With the falloff in demand, construction materials are readily available, and many have come down in price. Between January 2007 and January 2008, framing lumber fell 15.6 percent, insulation 3.6 percent, and wallboard a whopping 22 percent. That makes taking a weekend to beef up the insulation in the attic or finally finishing off that corner of your basement a particularly cost—effective project right now. You can also get some items more quickly. “When we were running full tilt, turnaround times were 14 to 16 weeks,” says Vince Achey, vice president of sales and part owner of Plain & Fancy Custom Cabinetry. “Now they’re 8 to 10 weeks.”

5 You can cut a deal on labor costs.
To fill their calendars, some contractors have begun discounting their services. “We’re offering a number of 10 and 15 percent off programs,” says Brian Hutto, a vice president of Home Depot’s Home Services, the company’s installation services unit. Increasingly, the home center has been discounting labor at its 2,000 stores, and independent contractors around the country report scaling back their prices similarly.

6 Some of the bad apples are gone.
When the home-improvement business was going gangbusters, anyone with a pickup truck and a metal clipboard could call himself a general contractor. He didn’t need experience, skill, or good working relationships with subcontractors to find business. Times are tougher, and it’s the marginal guys who have gone under. “The contractors who are still standing are more likely to be those who have been around longer, who are more professional, who produce more accurate bids, and who are better at customer relations,” says Harvard’s Kermit Baker. Of course, you still need to do your due diligence and check references so you don’t wind up being a failing contractor’s unfortunate last client.

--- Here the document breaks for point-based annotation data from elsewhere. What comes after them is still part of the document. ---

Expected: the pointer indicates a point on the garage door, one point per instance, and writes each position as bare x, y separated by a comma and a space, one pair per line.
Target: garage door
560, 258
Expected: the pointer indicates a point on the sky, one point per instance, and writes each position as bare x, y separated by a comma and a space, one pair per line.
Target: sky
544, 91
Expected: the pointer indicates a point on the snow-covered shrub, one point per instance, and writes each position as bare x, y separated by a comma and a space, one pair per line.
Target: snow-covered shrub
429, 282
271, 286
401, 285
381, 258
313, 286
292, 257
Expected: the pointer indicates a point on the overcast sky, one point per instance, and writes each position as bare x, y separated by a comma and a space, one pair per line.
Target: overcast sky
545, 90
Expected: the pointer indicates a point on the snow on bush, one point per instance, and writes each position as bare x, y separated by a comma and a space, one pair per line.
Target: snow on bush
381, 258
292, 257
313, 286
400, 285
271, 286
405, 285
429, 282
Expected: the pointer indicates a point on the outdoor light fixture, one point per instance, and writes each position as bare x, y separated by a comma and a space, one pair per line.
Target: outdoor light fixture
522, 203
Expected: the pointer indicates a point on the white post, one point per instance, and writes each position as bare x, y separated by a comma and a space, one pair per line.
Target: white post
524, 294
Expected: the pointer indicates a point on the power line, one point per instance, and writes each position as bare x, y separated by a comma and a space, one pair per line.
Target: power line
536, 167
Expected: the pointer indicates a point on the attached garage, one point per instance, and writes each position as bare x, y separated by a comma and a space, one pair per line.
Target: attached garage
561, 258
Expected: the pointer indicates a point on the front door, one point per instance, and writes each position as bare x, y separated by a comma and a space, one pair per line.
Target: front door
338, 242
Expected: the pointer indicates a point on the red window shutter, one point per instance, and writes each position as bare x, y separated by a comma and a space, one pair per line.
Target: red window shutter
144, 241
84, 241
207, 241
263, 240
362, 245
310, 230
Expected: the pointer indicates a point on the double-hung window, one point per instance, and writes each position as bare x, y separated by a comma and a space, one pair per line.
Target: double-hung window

Also, be wary of new-home builders trying to drum up renovation business; they may not have experience with older houses or working directly with homeowners.

7 You can enjoy the results.
Given the state of real estate, you’re probably not going to be selling for a few years. And that means you can truly enjoy the improvements you make. “We’re in an era where, rather than stretching for a trophy home, we can think about ways to modify the houses we’re already in to make ourselves happy,” says Daniel McGinn, author of House Lust, a book about how America became obsessed with McMansions, vacation houses, and “investing” in real estate during the boom. Let’s face it, after all the expense and stress of a kitchen remodel, wouldn’t you like to settle down at that honed-granite breakfast nook for a while?